Ils ont voté la confiscation de nos rêves
Par Youcef Benzatat – Le vote a eu lieu et nous avons consommé encore une fois la confiscation de nos rêves dans la douleur et la privation, et celui de notre pays dans la résignation et l’humiliation.
Comme pendant la campagne électorale, il y eu des blessés, des interpellations et le dispositif saccagé, où il y eut même des morts et des disparus retrouvés morts. Aux panneaux d’affichage détruits et détournés, ce fut quelques bureaux de vote qui subirent la colère des irréductibles, des voies d’acheminement des urnes bloquées et des militaires venus bourrer les urnes refoulées.
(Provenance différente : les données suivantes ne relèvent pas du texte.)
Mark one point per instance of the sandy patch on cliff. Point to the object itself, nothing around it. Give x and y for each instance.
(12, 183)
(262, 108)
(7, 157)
Le fait est là, qu’ils soient manipulés ou spontanés, ceux qui ont participé étaient relativement disposés.
Comme pendant l’établissement des listes électorales, falsifiées, la désignation des candidats à la base de voix achetées, le dépouillement des urnes fut violé. Comme pendant les élections passées, les urnes furent permutées, la lumière des salles des opérations sabotée, puis la confusion de l’annonce du taux de participation de régner. A 17 h il y eu 33% disent les uns, 36% disent les autres. Tout compte fait, il n’y a pas de quoi se réjouir d’une telle faible participation.
Mais ils ont voté et cela les satisfait. Après tout, on n’est pas concerné ; l’Assemblée, c’est leur propriété et nous des indues calamités. Ils ont voté, et cela les rassurait. Ils ont voté et fait voter leurs serviteurs et leurs sujets. Leurs biens sont saufs, et ils peuvent espérer continuer à confisquer notre pays et nous malmener.
Ils étaient venus voter, sans la moindre connaissance des programmes, inexistants du reste, de leurs préférés. Les programmes ? Ils ne savaient même pas à quoi cela pouvait rimer ! Ils ont voté FLN ou RND, les mamelles nourricières de leurs illusions et chimères.
Le crâne en était bourré. Il fallait l’alléger pour retrouver la sérénité. Ils ont voté pour l’amitié, pour les affaires et par sentiments de familiarité. Avilis comme ils sont, cupides par vocation, il ne pouvait en être autrement.
Pourtant, ils n’étaient pas tous venus voter ; beaucoup sont venus glisser dans l’urne leur hostilité. Comme de coutume, il y eut des bulletins blancs, des bulletins mansotich et des bulletins surchargés d’humeurs, vomissant l’imposture et les tartuferies.
La vie peut reprendre comme à l’accoutumée. Nos élus députés peuvent siéger et lever la main à l’Assemblée, sans même lire le contenu des lois qu’ils doivent approuver. Ils ne sont même pas tenus d’y assister. L’abstention n’y a jamais été sanctionnée. Ni par leur parti ni par une quelconque autorité. Demain, ils iront vaquer à leurs affaires, et nous de sombrer dans la résignation, en attendant le prochain vote, la prochaine fraude et notre perpétuelle humiliation de citoyens de l’inaction.
Y. B.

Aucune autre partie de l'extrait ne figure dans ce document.